All such questions are hard, are they not, to decide with precision?
For they admit of many variations of all sorts in respect both of
the magnitude of the service and of its nobility necessity. But that
we should not give the preference in all things to the same person
is plain enough; and we must for the most part return benefits
rather than oblige friends, as we must pay back a loan to a creditor
rather than make one to a friend. But perhaps even this is not
always true; e. g. should a man who has been ransomed out of the
hands of brigands ransom his ransomer in return, whoever he may be (or
pay him if he has not been captured but demands payment) or should
he ransom his father? It would seem that he should ransom his father
in preference even to himself.

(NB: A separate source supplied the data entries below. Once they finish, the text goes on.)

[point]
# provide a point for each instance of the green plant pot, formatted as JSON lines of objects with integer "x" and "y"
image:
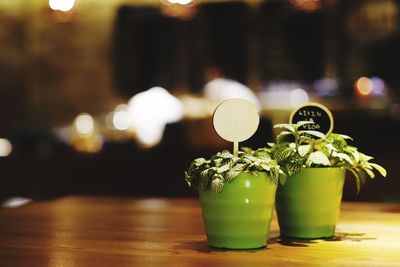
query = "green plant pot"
{"x": 308, "y": 205}
{"x": 240, "y": 216}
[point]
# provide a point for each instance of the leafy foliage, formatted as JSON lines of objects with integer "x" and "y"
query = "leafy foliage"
{"x": 296, "y": 149}
{"x": 224, "y": 167}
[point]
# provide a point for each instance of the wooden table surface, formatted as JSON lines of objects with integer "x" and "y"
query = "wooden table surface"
{"x": 93, "y": 231}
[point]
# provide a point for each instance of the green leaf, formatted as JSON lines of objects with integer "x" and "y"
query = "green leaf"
{"x": 225, "y": 154}
{"x": 356, "y": 156}
{"x": 271, "y": 144}
{"x": 223, "y": 168}
{"x": 293, "y": 168}
{"x": 357, "y": 179}
{"x": 217, "y": 162}
{"x": 274, "y": 174}
{"x": 313, "y": 133}
{"x": 345, "y": 136}
{"x": 282, "y": 178}
{"x": 231, "y": 175}
{"x": 302, "y": 123}
{"x": 286, "y": 126}
{"x": 199, "y": 161}
{"x": 370, "y": 173}
{"x": 265, "y": 167}
{"x": 304, "y": 149}
{"x": 364, "y": 157}
{"x": 344, "y": 157}
{"x": 282, "y": 153}
{"x": 205, "y": 176}
{"x": 318, "y": 158}
{"x": 379, "y": 168}
{"x": 282, "y": 135}
{"x": 217, "y": 185}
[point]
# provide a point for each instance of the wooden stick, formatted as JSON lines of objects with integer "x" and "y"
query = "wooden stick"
{"x": 235, "y": 148}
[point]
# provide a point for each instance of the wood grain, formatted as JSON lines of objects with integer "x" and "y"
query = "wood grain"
{"x": 92, "y": 231}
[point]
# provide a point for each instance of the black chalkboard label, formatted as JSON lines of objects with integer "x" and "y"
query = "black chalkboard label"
{"x": 319, "y": 114}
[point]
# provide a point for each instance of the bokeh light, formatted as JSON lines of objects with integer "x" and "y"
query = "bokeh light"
{"x": 150, "y": 111}
{"x": 221, "y": 89}
{"x": 121, "y": 120}
{"x": 364, "y": 86}
{"x": 378, "y": 86}
{"x": 5, "y": 147}
{"x": 84, "y": 125}
{"x": 180, "y": 2}
{"x": 62, "y": 5}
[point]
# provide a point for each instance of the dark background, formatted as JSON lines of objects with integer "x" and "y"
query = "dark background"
{"x": 50, "y": 71}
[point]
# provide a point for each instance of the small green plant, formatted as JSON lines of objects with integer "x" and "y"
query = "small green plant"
{"x": 224, "y": 167}
{"x": 296, "y": 149}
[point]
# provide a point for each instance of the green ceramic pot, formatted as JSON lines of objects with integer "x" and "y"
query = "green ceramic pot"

As we have said, then, generally the
debt should be paid, but if the gift is exceedingly noble or
exceedingly necessary, one should defer to these considerations. For
sometimes it is not even fair to return the equivalent of what one has
received, when the one man has done a service to one whom he knows
to be good, while the other makes a return to one whom he believes
to be bad. For that matter, one should sometimes not lend in return to
one who has lent to oneself; for the one person lent to a good man,
expecting to recover his loan, while the other has no hope of
recovering from one who is believed to be bad. Therefore if the
facts really are so, the demand is not fair; and if they are not,
but people think they are, they would be held to be doing nothing
strange in refusing. As we have often pointed out, then, discussions
about feelings and actions have just as much definiteness as their
subject-matter.
That we should not make the same return to every one, nor give a
father the preference in everything, as one does not sacrifice
everything to Zeus, is plain enough; but since we ought to render
different things to parents, brothers, comrades, and benefactors, we
ought to render to each class what is appropriate and becoming. And
this is what people seem in fact to do; to marriages they invite their
kinsfolk; for these have a part in the family and therefore in the
doings that affect the family; and at funerals also they think that
kinsfolk, before all others, should meet, for the same reason. And
it would be thought that in the matter of food we should help our
parents before all others, since we owe our own nourishment to them,
and it is more honourable to help in this respect the authors of our
being even before ourselves; and honour too one should give to one's
parents as one does to the gods, but not any and every honour; for
that matter one should not give the same honour to one's father and
one's mother, nor again should one give them the honour due to a
philosopher or to a general, but the honour due to a father, or
again to a mother. To all older persons, too, one should give honour
appropriate to their age, by rising to receive them and finding
seats for them and so on; while to comrades and brothers one should
allow freedom of speech and common use of all things. To kinsmen, too,
and fellow-tribesmen and fellow-citizens and to every other class
one should always try to assign what is appropriate, and to compare
the claims of each class with respect to nearness of relation and to
virtue or usefulness. The comparison is easier when the persons belong
to the same class, and more laborious when they are different. Yet
we must not on that account shrink from the task, but decide the
question as best we can.
3
Another question that arises is whether friendships should or should
not be broken off when the other party does not remain the same.